CFTC Weighing Strict Position Limits on Energy

Source:

"Changing the regulatory playing field is like a referee changing the rules in the middle of the game."

The U.S. Commodity Futures Trading Commission "must seriously consider setting strict position limits in the energy markets" to curb speculation, Chairman Gary Gensler said.

"This hearing is an opportunity to determine how speculative position limits could be used to address excessive speculation, not how we can eliminate speculation," Gensler said.

The commission plans to issue a report next month on the level of investment by index investors and swaps dealers that may bolster the case for expanding oversight into over-the-counter (OTC) markets, Commissioner Bart Chilton said.

Fluctuations in energy prices fed debate about whether speculators contribute to excess volatility. Crude oil futures in New York jumped 52% from Jan. 1, 2008, to July 11, 2008. They then plunged 77% in the next six months.

The commission on Sept. 11 issued a report finding that the level of investment by index investors was declining in the first half of 2008 as crude oil prices were increasing. Former CFTC Acting Chairman Walter Lukken told Congress at the time it "doesn't seem there's a correlation" between index investors and higher prices.

Gensler has said speculators did affect commodity prices last year.

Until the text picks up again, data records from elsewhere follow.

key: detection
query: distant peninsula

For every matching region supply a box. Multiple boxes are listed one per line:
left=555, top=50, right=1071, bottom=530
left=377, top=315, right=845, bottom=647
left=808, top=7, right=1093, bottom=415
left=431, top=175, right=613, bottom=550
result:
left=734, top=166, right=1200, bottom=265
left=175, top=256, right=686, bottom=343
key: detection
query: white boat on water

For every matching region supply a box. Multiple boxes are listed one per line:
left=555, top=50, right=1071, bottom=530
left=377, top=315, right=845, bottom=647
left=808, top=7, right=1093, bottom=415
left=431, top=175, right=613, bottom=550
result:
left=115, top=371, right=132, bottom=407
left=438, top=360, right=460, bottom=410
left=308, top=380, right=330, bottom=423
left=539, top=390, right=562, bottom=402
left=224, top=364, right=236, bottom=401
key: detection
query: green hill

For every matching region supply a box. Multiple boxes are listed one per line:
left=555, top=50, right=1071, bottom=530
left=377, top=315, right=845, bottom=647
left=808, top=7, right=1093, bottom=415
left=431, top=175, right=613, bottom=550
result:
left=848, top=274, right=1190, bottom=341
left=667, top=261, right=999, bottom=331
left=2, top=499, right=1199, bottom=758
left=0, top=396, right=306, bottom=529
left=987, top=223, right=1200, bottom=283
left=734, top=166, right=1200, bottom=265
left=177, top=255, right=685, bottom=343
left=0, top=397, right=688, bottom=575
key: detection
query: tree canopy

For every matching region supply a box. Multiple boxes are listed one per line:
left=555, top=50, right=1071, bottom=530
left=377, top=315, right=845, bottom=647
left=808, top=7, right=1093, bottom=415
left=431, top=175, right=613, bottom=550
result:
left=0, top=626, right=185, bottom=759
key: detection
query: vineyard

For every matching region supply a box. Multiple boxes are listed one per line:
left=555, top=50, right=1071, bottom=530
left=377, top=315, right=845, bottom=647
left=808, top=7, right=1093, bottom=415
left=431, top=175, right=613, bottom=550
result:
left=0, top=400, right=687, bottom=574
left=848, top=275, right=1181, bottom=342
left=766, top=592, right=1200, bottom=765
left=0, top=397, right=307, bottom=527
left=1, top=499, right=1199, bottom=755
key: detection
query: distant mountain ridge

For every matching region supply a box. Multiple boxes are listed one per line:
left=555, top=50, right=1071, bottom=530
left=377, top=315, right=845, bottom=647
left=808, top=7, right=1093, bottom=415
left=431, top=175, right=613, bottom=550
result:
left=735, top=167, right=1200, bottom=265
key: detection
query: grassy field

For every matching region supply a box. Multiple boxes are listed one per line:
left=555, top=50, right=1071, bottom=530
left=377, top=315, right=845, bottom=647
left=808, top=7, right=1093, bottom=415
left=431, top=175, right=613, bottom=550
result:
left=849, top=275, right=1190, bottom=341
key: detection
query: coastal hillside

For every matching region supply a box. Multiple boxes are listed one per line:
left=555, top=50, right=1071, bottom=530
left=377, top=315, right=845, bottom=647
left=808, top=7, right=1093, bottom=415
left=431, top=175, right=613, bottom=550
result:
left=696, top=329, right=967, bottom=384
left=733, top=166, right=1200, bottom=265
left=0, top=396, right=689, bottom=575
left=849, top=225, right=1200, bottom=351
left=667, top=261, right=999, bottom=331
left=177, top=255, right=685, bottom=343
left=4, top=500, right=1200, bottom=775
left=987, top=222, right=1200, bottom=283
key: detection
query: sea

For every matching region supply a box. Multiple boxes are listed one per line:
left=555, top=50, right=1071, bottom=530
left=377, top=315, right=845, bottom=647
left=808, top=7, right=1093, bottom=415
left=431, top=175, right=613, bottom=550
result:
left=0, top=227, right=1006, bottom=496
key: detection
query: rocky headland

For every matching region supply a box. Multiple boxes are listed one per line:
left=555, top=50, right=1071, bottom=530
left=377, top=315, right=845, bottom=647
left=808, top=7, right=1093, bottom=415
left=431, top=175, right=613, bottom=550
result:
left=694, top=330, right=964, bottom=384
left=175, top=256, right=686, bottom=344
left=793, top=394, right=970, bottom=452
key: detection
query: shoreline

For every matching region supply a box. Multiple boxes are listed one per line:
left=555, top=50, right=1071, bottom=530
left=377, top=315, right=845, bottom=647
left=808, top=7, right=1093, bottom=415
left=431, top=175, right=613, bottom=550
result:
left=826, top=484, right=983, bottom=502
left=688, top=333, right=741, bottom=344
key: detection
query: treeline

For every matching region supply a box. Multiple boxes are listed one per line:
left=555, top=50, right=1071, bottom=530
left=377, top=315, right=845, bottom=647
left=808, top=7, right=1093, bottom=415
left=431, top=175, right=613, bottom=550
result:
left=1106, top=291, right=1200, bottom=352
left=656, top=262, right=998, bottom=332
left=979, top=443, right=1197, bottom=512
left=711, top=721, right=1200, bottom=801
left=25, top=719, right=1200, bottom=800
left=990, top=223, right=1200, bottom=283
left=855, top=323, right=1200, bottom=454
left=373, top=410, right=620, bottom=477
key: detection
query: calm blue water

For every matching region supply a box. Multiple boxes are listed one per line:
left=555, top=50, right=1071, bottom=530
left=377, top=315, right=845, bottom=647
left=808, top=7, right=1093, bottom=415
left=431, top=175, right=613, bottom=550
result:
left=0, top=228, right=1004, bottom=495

With his encouragement, the commission is weighing whether it should impose position limits on speculative trading in energy markets or other markets of "finite supply."

Limits on U.S. markets could benefit overseas exchanges and OTC markets that wouldn't be affected by the new rules, said Gregory Mocek, former director of enforcement for the commission.

"Changing the regulatory playing field is like a referee changing the rules in the middle of the game," Mocek said today in an e-mail. "We can only hope that the U.S. Congress and the CFTC do not overplay their hands in their quest to find a scapegoat for the financial crisis."

Gensler said exchanges have the power to question the behavior of traders or ask market participants to reduce positions at any time.

"The majority of the time, however, the exchanges do not execute their authority to require participants to decrease or refrain from increasing the size of their positions," Gensler said.